TGI Saverne, ord. réf., 2 juill. 2014, n°1400043:
Le droit aux congés payés est d’ordre public : il n’est donc pas possible d’y déroger même sur le fondement de l’adhésion ou du volontariat du salarié. Ainsi, pour faire face à des difficultés économiques, l’employeur ne peut pas solliciter le don volontaire de jours de congés payés sans consulter le comité d’entreprise. Pour solliciter un tel don, l’employeur ne peut emprunter d’autre voie que celle de la négociation d’un accord de maintien de l’emploi.
En l’espèce, trois entreprises du groupe SOTRALENTZ avaient lancé un projet consistant à mettre en place un don volontaire de un à dix jours de congés payés, avec l’engagement moral de compenser cette perte dès que la situation le permettrait. 61% des salariés s’étant prononcés en faveur de ce projet, les différentes sociétés du Groupe ont informé les institutions représentatives du personnel et ont procédé à la mise en œuvre du projet.
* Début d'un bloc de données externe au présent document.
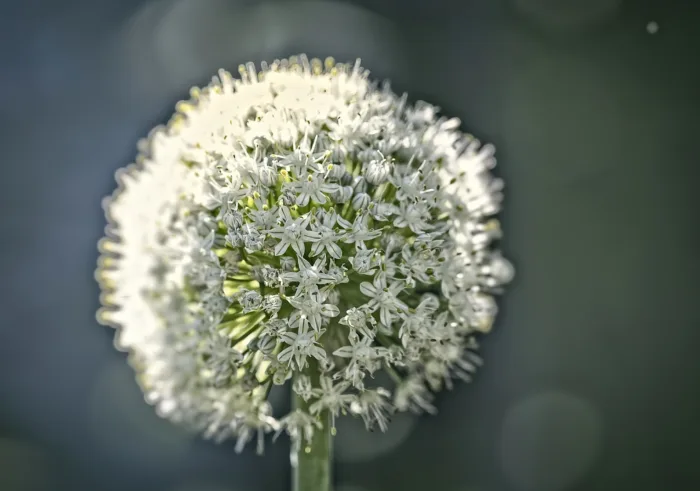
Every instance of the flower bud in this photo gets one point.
(368, 154)
(268, 176)
(335, 171)
(359, 185)
(377, 172)
(266, 344)
(272, 304)
(342, 194)
(360, 201)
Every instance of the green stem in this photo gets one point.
(315, 458)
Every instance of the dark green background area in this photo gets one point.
(591, 374)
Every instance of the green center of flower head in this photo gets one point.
(302, 221)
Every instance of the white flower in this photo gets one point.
(384, 297)
(291, 232)
(301, 218)
(300, 345)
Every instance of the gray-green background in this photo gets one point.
(591, 375)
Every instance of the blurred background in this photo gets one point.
(591, 376)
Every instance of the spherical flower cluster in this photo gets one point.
(301, 222)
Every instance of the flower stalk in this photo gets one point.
(312, 463)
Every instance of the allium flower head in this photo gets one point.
(301, 220)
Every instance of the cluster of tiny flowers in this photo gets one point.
(301, 222)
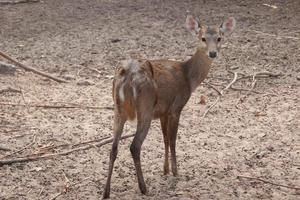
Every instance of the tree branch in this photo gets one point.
(48, 156)
(32, 69)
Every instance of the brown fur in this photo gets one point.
(157, 89)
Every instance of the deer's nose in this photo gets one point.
(212, 54)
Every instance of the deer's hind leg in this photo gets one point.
(164, 127)
(119, 122)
Plusieurs organisations syndicales ont alors saisi, en référé, le tribunal de grande instance d’une demande d’annulation de cette mesure. Le TGI de Saverne, dans une ordonnance de référé du 2 juillet 2014, a ordonné la suspension de l’opération et la restitution de leurs droits aux participants. Il considère que l’absence de consultation préalable des comités d’entreprise sur le projet « don de congés » constitue un trouble manifestement illicite. Le tribunal ajoute que les difficultés économiques auraient dû conduire les sociétés du groupe à conclure des accords de maintien de l’emploi tout en précisant que le droit aux congés étant d’ordre public, il ne peut y être dérogé même sur le fondement du volontariat du salarié. Par conséquent, il est fait interdiction aux sociétés de solliciter à l’avenir le don de jours de congés.
La loi du 14 juin 2013 relative à la sécurisation de l’emploi a créé les accords de maintien de l’emploi consacrant ainsi une pratique déjà admise par la jurisprudence. Ces accords permettent, en cas de graves difficultés économiques conjoncturelles dans l’entreprise, d’aménager temporairement la durée du travail, ses modalités d’organisation, et de répartition, ainsi que la rémunération (article L. 5125-1 du code du travail).
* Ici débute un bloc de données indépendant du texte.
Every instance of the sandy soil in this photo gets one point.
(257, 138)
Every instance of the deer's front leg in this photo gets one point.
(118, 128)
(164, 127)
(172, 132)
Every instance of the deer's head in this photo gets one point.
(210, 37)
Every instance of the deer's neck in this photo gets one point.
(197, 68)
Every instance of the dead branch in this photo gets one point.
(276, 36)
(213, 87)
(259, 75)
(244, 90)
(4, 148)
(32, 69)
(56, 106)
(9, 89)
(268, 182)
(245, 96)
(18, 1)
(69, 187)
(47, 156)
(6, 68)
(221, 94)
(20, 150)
La question qui se pose est alors de savoir si l’employeur peut utiliser une autre voie que celles des accords de maintien de l’emploi pour obtenir des aménagements relatifs à la durée du travail et à la rémunération. Il semble que non. Le tribunal reproche au groupe de ne pas avoir négocié d’accord de maintien de l’emploi alors que l’opération « dons de congés » avait pour objectif de faire face aux difficultés économiques rencontrées et ceci malgré l’accord des salariés.
En outre, il faut noter que les aménagements introduits par l’accord de maintien de l’emploi ne peuvent concerner les congés payés légaux (article L. 5125-1 du code du travail). Il n’est pas possible pour l’employeur de demander aux salariés d’y renoncer. Ici, le Juge des référés rappelle que la législation sur les congés payés est d’ordre public (Cass. soc., 26 février 1997, n° 93-46.579). Il est donc impossible de renoncer à ce droit, même sur le fondement de l’adhésion ou du volontariat du salarié.
De surcroit, l’employeur devait consulter le comité d’entreprise préalablement à la mise en œuvre du projet : « les décisions de l’employeur sont précédées de la consultation du comité d’entreprise » (article L. 2323-2 du code du travail). En l’espèce, l’employeur avait manqué à son obligation de consultation puisqu’il ne justifiait que « d’une information sous forme de réunions ou d’une information a posteriori ». Il ne pouvait s’appuyer sur le fait que les salariés avaient accepté de participer à l’opération pour ignorer ses obligations à l’égard des institutions représentatives du personnel. Dès lors, l’absence de consultation constitue un trouble manifestement illicite au titre de l’article 809 du Code de procédure civile qui justifie l’intervention du juge des référés.
Le tribunal a décidé, dans cette ordonnance, qu’il doit être fait interdiction aux sociétés du groupe de solliciter, à l’avenir, le don de jours de congés. Il semblerait qu’il outrepasse, ici, ses prérogatives. L’article 809 du Code de procédure civile ne lui donne compétence que pour prescrire des mesures conservatoires ou de remise en l’état. Interdire aux sociétés défenderesses de solliciter à l’avenir le don de jours de congés relève de la compétence du juge du fond.